“A southern woman should know how to fry a chicken!” Brina mocked her husband’s redneck drawl. Cliff would always deride her lack of homemaker-ness.
“You ain’t give me no kids yet, and now we got a buncha goddamn cats!?” he would say.
She leaned down with her body weight and put her palm on the back of the knife. With a slight resistance the knife eventually pushed through the bone with a gross pop, something Brina hated the one or two times she actually did break down a whole raw chicken. She scraped the meat and marrow across the cutting board. Brina stopped for a second and wiped her brow, leaving just a little viscera across her forehead. No matter. She sighed deeply and located her glass of wine. She took a large gulp, her eyes searching around the kitchen.
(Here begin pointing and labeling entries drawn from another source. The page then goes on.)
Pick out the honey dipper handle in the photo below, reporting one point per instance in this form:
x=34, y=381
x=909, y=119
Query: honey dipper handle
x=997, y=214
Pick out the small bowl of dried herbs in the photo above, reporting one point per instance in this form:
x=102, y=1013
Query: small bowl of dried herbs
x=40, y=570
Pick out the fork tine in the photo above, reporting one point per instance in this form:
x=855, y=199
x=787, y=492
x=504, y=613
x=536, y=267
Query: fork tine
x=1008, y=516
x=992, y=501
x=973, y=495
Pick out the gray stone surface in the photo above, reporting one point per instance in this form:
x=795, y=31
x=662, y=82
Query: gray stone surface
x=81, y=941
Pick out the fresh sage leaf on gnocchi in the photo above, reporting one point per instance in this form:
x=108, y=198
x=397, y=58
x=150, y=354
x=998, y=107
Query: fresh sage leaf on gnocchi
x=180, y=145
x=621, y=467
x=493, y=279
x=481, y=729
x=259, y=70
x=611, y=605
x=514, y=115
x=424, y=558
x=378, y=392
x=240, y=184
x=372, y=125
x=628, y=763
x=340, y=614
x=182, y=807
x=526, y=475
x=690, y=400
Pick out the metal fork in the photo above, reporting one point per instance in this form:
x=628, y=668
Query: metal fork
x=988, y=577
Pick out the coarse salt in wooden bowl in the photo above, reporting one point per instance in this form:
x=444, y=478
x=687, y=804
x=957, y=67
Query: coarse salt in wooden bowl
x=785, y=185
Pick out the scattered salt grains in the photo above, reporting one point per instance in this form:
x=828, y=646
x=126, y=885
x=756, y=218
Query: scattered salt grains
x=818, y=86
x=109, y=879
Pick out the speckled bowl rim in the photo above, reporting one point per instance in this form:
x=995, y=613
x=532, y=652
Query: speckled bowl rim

“There you are, my babies!” she said to her three cats. “Are you hungry? Are you starving? Did you miss your mommy?”
She grabbed a piece of the meat from the cutting board and dropped it in front of her oldest cat, Tobey. He nibbled at it delicately before chomping it down aggressively.
She went back to butchering the large slab of raw meat in front of her while continuing to mock her now ex-husband, this time deepening her voice to sound more like him, and chopping hard in between each sentence.
“Ain’t supposed to have this many cats.”
CHOP!
“Can’t save them all!”
SLASH!
“Get rid of them cats or get rid of ME!”
SPLAT!
She tossed another chunk of skin and fat on the floor, this time going to Garfield, a big, large, orange cat.
“And he actually did it! He took ya’ll away from me. Dumped you miles away, down at the marina. THAT was the last straw. When ya’ll found your way back to me, it was a miracle.” she said, gesturing in the air with her kitchen knife.
It was and it wasn’t. After a loud and violent fight, Brina had extracted the information from Cliff.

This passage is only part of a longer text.